凜は頬につたう涙をぬぐいながら、ページをめくる。
次のページには――
「……これって」
凜が指を止めたのは、小学四年の家族旅行。河原でバーベキューを楽しんでいる時の写真。
川に流された凜に、勇真が手を伸ばしている瞬間を捉えた一枚。ピントは少しボケていて、斜めに傾き、画面の端には透の指が写り込んでいる。
「お母さん、これって……」
沙耶は静かに頷いた。
「お父さんがね、偶然ふたりに向かってシャッター切っていた瞬間だったみたいなの。お父さん慌てたのね。

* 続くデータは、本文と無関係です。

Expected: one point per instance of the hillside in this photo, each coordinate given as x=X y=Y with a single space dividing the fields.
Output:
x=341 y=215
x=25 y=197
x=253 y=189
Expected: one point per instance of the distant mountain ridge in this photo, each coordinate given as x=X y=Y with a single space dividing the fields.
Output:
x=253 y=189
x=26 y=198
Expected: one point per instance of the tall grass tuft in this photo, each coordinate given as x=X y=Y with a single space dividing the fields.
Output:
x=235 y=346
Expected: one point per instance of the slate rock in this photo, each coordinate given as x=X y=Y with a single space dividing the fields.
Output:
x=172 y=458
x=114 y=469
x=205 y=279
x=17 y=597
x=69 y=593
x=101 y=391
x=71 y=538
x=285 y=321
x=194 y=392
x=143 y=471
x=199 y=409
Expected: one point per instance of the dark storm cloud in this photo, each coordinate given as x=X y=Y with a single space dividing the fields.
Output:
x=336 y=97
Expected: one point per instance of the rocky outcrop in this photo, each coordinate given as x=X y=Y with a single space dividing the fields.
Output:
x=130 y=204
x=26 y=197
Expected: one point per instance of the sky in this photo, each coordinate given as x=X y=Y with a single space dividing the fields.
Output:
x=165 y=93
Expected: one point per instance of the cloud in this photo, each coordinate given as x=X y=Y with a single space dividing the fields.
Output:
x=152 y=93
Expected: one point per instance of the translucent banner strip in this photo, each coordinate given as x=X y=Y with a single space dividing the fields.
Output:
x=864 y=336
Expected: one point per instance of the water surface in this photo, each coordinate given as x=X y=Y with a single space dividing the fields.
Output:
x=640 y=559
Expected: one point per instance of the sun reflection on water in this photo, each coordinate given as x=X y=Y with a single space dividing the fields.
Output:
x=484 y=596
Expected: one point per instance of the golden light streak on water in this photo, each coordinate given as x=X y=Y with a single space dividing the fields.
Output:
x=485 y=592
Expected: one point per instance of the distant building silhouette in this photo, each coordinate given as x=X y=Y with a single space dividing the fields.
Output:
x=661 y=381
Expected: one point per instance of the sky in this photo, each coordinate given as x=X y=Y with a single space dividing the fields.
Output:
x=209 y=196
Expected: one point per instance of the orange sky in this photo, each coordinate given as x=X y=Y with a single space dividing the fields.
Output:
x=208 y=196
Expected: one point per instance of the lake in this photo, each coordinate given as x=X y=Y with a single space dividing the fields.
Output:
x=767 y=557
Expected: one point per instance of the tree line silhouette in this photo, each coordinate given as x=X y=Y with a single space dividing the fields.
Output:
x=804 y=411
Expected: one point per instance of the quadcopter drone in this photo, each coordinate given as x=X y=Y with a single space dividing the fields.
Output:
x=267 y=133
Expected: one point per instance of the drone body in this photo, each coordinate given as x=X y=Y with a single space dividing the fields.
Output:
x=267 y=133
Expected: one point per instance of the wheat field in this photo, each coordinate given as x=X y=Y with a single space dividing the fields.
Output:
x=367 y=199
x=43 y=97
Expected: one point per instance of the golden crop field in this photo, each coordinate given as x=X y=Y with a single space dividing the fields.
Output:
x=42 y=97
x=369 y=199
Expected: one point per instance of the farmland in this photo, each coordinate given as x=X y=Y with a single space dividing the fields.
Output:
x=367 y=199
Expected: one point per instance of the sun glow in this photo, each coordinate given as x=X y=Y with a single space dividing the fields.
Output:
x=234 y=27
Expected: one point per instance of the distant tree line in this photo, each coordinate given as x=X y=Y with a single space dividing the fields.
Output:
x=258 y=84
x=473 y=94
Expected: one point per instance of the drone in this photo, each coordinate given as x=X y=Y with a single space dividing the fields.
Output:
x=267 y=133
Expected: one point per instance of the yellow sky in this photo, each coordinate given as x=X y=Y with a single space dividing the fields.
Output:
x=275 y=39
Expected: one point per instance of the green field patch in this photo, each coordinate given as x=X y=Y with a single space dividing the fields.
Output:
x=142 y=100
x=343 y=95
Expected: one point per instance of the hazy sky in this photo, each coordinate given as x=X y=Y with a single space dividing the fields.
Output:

あとでカメラ屋さんにピンボケですが現像しますか?って聞かれて……」
「『それも大事なものだから、写真にしてください』って言ったみたいなの」
凜は目を伏せながら、ページをそっと撫でた。
「お父さんはね、この写真をよく見てた……凜を守ろうとした姿……あれが、お父さんにとっての勇真くんだったのよ」
「お母さん、ありがとう」
涙が頬を伝い、言葉にならない思いが、手のぬくもりに宿る。
「大丈夫よ。凜なら、きっと大丈夫」
「うん、東京でもがんばって来る」
静かな夜のリビングに、母娘の涙がそっと落ちた。